By Anon.

Having done a thorough Step 8 when I first got sober and worked the steps (At least to the best of my ability at the time, which my Sponsor anointed with his solemn approval), I had that experience in the spiritual tool kit I was filling up for the days to follow. Step 10 of course kept me on track as sober days became years, so I thought of Step 8 more as a memory, or in the abstract at meetings, something to hone for use with a sponsee down the road.

However, when the challenges of life on life’s terms hit like a tsunami, abstract thinking, memories, or my idea of what’s good for you, were washed away in the torrent of the “storm” confronted. As instructed, I sought to determine what Step(s) applied to the circumstances at hand. My sponsor, that thorough I want “what he has” kind of guy, of course reminded me that Step 4, the Step to which I was pointed to assist on the arc of life which I was trudging, required a searching and fearless moral inventory. With earnestness he added that failure to fully perform Step 4 lead many guys with more days than I back to the bottle. This was not an attractive alternative at all.

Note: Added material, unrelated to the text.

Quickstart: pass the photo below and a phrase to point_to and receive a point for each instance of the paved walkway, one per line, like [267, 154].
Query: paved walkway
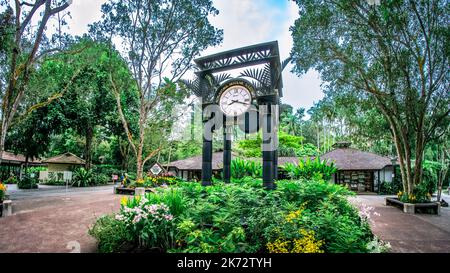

With my new 4th Step inventory completed, I moved through the admissions trice and took the book down from the shelf, which itself had yielded unexpected and marvelous results. To this HP I was now experiencing in a new and wondrous way, I was able to ask that my defects be removed. With all I could muster, I was even willing to make this request straight from my heart and with complete abandon, as rigorous honesty now demands my witness. But the Big Book seems to never let AAers rest on their laurels, its authors knew a drunk like me was in trouble if I did. Instead I was called to more action.

Now I had to make a list of “All Persons We Had Harmed.” Since that “ancient history” had been done and my recent episodes “promptly admitted,” as the effect of now requesting my defects be removed sank in, I had to ask – Whom had I harmed by the expression of these defects this time?

The answer was unexpected, as it was “Me.” Here I was, Making a List, and the first name on it was mine. My sponsor assured me this was not a hidden manifestation of ego, but rather an honest appraisal of the results of my inventory. For while I had developed resentments towards those on my inventory, thanks to my HP and my fellow AAers, I had not acted out upon those resentments. But I  sure let them eat me alive. While I had not taken actions which I regretted or which called for an amend to another, I waxed profusely and profanely in the privacy of my own mind.

I riddled my HP with questions, demanded He conjure up favorable responses to my plightsand, perhaps the saddest of all, denied myself the reality, and worse, my willingness to accept, He had all of these circumstances under control. I forgot I was in His care, an actor on His stage, a worker amongst workers in His field. As this realization was made exact during my Step 5, the reflections suggested by Step 6 revealed it was my shortcomings, my inability to trust my HP, which required attention and change; which demanded I ask them to be removed. To change, I needed to be willing and then humbly ask for the help needed. In that reflection I also saw whom I had “hurt” in the expression of this shortcoming, who needed to be on my Eighth Step List – Me.

Into “the mirror” which my sponsor “held” to assist my perception, I looked at me. I could now see and begin to appreciate just how destructive my thinking and the patterns created had been on me, why I owed “me” an amend. I may not have lashed out at another [thank goodness] as I had fretted with my issues, but I  sure beat myself to a pulp. I did not like the circumstances, but I found I had begun to accept them as they were. Whether mine was to be a tragedy or a comedy, only my Director knew. But as my play of life unfolded, my lines now came more freely for I had through this Step 8 begun my living amend to “Me.”